たとえば世話をしてくれるはずの親が理不尽な理由で暴力をふるったり、「子どもだから」と屈辱的に扱われた子どもが力を得たときに、自分より弱い者に対して横暴な振る舞いをするという話はめずらしくありません。

そうした不幸な子ども時代が多くの人の命を巻き込む悲劇を生んだ例として以前、ヒトラーを紹介しました(「生い立ちと人格」)。
もっと身近な話なら、2001年に大阪教育大付属池田小学校に包丁を持って押し入り、子ども8人を死亡させ教師と子ども15人に重軽傷を負わせた宅間守死刑囚や、東京秋葉原の歩行者天国にトラックで突っ込んだ後、ナイフを振り回して7人を死亡させ、10人に重軽傷を負わせた加藤智宏被告などがいます。

また、ここまで大がかりな事件ではなくても、虐待を受けた子どもはそうでない子どもよりも長じて虐待者になりやすいという「虐待の連鎖」は、よく知られていますね。

真実から目をそらして

私たちはみな、「親に愛されたい」と願いつつ成長します。無力な子どもは、自分を愛し、世話してくれるおとななしには生きていけないからです。
だから親がたとえ理不尽なことを言ったりやったりしたとしても、それを「ありがたい」と受け止めたり、「自分が悪い子だからこんな目に遭うんだ」と、自分を納得させます。

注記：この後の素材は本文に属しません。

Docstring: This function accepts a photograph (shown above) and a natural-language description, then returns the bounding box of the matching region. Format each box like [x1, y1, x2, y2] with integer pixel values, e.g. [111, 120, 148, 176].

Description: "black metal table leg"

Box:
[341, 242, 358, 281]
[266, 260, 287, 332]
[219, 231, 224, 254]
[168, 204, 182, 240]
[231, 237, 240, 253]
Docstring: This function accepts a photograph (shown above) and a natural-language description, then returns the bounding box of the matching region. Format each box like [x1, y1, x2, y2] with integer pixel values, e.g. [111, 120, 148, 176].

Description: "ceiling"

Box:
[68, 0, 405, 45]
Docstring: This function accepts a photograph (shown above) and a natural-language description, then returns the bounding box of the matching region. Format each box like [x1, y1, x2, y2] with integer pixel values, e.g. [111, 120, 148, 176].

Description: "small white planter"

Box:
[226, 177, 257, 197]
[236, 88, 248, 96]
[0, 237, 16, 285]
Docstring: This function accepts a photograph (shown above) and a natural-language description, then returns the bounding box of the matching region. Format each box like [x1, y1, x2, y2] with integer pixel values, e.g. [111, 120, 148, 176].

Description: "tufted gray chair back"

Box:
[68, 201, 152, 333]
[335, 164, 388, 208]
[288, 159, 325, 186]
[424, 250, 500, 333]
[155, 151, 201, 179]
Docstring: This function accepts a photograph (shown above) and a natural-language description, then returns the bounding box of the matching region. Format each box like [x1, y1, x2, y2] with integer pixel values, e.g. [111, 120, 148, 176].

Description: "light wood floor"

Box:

また、「親は子どもを愛するもの」という社会通念もあります。だから、もし、暴力で支配されながら育ったとしても、それが「暴力である」と気づくことはとても難しくなります。いえ、それどころか「親が厳しくしつけてくれたおかげでこんな立派なおとなにれた」などと思っていたりします。
真実に気がつくことは、自分の身を危うくしますから、必死に真実から目をそらそうとするのです。

「内なる暴力」の正体

こうした方法は、確かに日々を生き延びるためには便利ですが、高い代償も伴います。
暴力に怯え、力に支配され、だれにも慰めてもらうこともないまま泣き続けている子ども時代の自分から目をそらしつづけることになるからです。

自分自身からも存在を消されたこの子どもは、自分自身にさえ理解してもらえない憤りと孤独の中で、ひっそり生き続けます。自分をそんなところに押し込めた恨みをどうにかしてはらそうと機会がうかがいながら・・・。